To solve the problem of the unreliable data connection, the people in charge installed a fiber optic network that links the waterworks to the water towers. Wolfgang Hönighausen and Dominik Hupperich, head of wastewater at Stadtbetrieb Bornheim, also had clear ideas about choosing the new central control system – even if it had been technically possible to port the existing wastewater system to the new electrical instrumentation, control engineering and process control technology. “However, that is a very cost-intensive process; we would have had to purchase new substations or replace old ones.” The parameterization would also have required significant time and effort. Last but not least, they also wanted better technical support for the future: “I like to talk to a human on the phone, not a hotline where I have to submit a ticket,” emphasizes Hönighausen.
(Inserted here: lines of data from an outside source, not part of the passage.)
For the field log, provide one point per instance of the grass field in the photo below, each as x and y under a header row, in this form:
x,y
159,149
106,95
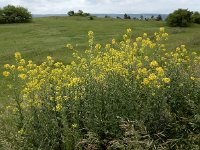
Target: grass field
x,y
48,36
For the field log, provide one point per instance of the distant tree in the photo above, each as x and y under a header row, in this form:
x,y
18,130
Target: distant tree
x,y
80,13
179,18
159,18
196,17
71,13
91,18
12,14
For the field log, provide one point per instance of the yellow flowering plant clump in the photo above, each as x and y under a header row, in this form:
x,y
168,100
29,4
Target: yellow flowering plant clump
x,y
136,78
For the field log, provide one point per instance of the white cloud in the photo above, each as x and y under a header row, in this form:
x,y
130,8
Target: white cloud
x,y
104,6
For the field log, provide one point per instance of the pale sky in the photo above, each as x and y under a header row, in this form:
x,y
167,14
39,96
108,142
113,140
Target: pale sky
x,y
104,6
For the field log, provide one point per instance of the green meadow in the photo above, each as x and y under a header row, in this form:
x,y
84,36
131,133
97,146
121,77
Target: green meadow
x,y
49,36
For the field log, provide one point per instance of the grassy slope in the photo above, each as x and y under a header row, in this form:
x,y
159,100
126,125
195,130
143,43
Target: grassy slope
x,y
48,36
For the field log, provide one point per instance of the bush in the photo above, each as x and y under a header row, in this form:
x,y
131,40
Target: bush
x,y
196,17
179,18
130,94
159,18
12,14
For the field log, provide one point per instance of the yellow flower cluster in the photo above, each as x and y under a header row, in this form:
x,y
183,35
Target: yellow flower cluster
x,y
129,59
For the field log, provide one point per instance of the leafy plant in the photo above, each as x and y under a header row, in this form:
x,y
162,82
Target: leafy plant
x,y
78,106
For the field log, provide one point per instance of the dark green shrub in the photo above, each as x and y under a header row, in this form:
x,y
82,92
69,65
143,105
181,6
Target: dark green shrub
x,y
179,18
196,17
12,14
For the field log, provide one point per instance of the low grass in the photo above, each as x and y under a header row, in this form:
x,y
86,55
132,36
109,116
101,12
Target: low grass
x,y
48,36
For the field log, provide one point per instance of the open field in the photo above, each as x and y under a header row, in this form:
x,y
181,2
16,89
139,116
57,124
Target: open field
x,y
139,92
48,36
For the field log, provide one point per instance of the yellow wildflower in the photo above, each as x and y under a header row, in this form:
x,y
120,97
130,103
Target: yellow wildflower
x,y
145,81
153,64
7,66
166,80
152,76
22,76
162,29
17,56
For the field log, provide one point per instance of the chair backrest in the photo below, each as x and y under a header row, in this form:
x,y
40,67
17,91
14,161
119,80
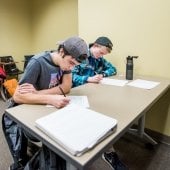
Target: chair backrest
x,y
27,59
9,65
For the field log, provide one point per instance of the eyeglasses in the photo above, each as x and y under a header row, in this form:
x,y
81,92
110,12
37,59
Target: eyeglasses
x,y
81,58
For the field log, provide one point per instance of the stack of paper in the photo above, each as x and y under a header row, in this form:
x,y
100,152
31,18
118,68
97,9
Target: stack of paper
x,y
77,129
114,82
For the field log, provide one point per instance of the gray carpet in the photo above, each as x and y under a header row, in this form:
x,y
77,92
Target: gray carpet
x,y
131,150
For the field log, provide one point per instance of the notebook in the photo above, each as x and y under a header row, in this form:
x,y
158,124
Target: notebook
x,y
77,129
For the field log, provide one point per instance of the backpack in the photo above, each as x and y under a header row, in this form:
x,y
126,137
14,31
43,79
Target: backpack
x,y
2,73
45,159
17,139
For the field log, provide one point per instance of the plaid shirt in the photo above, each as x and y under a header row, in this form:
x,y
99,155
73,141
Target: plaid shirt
x,y
91,67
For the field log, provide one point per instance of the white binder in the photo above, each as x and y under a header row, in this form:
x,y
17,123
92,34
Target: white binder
x,y
77,129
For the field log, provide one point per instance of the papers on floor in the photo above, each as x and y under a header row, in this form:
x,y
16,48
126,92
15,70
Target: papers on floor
x,y
114,82
145,84
77,129
78,100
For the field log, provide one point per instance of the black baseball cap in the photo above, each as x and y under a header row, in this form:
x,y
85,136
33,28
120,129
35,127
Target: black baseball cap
x,y
105,41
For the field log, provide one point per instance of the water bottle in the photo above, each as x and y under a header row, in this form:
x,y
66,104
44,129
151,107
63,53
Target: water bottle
x,y
129,67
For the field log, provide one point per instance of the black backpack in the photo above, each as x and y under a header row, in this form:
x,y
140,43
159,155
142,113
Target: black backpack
x,y
18,139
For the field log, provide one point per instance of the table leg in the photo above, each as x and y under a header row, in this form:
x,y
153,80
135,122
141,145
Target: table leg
x,y
140,131
70,166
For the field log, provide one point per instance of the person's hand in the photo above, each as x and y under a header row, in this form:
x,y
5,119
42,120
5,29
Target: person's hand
x,y
95,79
58,101
26,88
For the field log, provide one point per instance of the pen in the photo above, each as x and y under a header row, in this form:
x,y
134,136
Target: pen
x,y
62,91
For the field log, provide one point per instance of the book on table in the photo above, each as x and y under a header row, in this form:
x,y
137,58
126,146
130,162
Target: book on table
x,y
77,129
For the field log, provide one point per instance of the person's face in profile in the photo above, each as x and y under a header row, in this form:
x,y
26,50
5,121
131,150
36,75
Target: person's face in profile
x,y
68,63
99,51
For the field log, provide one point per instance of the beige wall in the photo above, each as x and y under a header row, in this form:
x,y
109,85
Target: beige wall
x,y
53,20
15,29
28,27
136,27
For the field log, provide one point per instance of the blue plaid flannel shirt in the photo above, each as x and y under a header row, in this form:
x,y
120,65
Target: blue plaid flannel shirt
x,y
91,67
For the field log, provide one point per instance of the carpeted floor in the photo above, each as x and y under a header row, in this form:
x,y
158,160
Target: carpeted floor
x,y
131,150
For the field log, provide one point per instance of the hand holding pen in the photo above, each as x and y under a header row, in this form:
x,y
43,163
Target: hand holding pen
x,y
62,91
95,79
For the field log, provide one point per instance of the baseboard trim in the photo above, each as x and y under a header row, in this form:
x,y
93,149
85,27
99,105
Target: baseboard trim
x,y
159,137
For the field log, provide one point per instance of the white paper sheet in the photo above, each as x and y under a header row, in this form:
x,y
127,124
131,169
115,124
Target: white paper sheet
x,y
145,84
78,100
114,82
77,129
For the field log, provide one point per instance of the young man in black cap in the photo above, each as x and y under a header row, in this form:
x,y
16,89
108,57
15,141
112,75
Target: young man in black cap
x,y
96,66
46,79
92,71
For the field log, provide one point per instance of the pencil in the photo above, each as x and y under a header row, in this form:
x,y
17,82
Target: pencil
x,y
62,91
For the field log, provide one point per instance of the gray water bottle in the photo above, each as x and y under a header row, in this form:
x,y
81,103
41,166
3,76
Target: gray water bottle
x,y
129,67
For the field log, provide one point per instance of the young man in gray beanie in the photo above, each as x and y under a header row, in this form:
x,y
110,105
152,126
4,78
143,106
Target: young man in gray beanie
x,y
46,80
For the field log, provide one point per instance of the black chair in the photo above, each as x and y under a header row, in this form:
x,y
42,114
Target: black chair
x,y
10,67
27,59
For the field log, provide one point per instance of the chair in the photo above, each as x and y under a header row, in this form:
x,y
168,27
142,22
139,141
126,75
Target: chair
x,y
10,67
27,59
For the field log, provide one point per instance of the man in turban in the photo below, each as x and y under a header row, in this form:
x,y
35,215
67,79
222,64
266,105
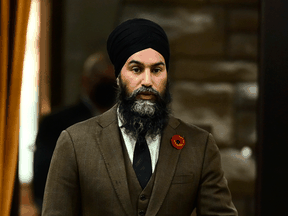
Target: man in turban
x,y
136,158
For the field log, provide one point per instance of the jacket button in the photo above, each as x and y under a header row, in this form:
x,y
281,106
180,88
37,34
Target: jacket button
x,y
141,213
142,197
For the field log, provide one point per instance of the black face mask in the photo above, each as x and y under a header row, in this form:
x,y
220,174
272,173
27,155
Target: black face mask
x,y
103,94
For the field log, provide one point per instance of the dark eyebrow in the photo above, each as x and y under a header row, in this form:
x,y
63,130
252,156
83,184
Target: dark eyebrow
x,y
137,62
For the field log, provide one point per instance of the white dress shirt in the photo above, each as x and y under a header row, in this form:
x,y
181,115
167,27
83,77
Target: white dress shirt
x,y
130,142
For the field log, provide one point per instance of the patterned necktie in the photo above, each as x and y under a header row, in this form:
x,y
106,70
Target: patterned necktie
x,y
142,161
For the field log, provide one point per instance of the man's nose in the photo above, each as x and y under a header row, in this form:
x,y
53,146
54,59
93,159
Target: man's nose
x,y
147,79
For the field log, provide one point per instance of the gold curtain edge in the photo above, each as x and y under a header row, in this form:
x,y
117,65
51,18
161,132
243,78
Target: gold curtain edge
x,y
3,85
11,150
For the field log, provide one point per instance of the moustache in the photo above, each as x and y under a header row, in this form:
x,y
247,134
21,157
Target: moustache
x,y
145,90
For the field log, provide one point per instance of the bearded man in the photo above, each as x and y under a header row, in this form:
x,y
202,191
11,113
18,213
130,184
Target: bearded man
x,y
137,159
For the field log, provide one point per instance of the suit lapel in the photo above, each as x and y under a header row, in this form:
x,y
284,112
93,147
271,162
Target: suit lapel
x,y
166,166
108,139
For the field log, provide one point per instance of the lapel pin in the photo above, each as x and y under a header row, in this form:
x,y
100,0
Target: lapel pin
x,y
178,142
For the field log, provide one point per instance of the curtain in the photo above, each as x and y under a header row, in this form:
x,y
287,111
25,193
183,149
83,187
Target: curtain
x,y
13,24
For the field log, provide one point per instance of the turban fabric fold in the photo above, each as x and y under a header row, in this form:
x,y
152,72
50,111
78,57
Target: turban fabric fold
x,y
133,36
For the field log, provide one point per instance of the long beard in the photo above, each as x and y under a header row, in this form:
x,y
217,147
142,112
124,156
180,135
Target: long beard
x,y
143,116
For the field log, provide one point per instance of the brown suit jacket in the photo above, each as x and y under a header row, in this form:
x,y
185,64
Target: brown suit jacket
x,y
87,174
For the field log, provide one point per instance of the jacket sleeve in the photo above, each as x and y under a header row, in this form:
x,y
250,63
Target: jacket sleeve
x,y
62,191
214,197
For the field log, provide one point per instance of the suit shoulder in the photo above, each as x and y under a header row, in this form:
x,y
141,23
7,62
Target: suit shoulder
x,y
86,125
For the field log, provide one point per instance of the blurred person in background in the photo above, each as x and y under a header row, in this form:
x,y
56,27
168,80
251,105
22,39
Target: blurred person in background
x,y
98,92
136,158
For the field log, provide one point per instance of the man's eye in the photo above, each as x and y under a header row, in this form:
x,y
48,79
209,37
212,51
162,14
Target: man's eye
x,y
156,70
136,69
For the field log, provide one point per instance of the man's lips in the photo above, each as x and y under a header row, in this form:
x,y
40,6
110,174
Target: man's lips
x,y
146,96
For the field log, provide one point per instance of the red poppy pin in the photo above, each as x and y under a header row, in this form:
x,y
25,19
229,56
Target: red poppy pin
x,y
178,141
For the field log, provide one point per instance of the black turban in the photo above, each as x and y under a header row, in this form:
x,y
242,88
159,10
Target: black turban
x,y
133,36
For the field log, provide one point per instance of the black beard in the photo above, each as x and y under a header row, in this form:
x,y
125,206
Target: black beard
x,y
142,116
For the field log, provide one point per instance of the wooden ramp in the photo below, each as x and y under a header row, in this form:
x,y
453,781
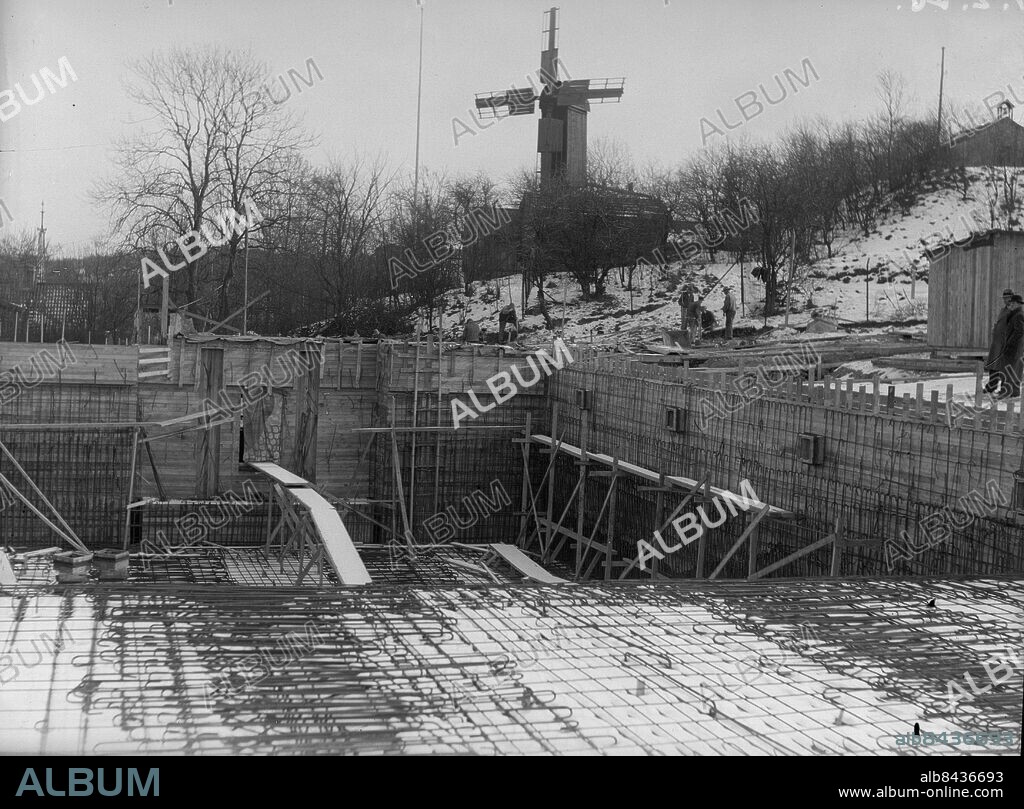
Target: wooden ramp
x,y
308,515
6,571
523,563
“We looked as a few vendors’ systems, including NICOS from NIVUS. We’d been familiar with them for many years in the area of measurement technology, primarily in the wastewater sector,” explains Hupperich. In 2016, together with this company from Eppingen, the municipal utility company developed a water loss elimination concept for the territory of the waterworks and provided the corresponding technical equipment for the stilling wells to allow them to track consumption within the water network. “For this purpose, we used the NIVUS D2W (Device to Web) data management system. That project was a positive experience, including the technical support,” emphasizes Hönighausen.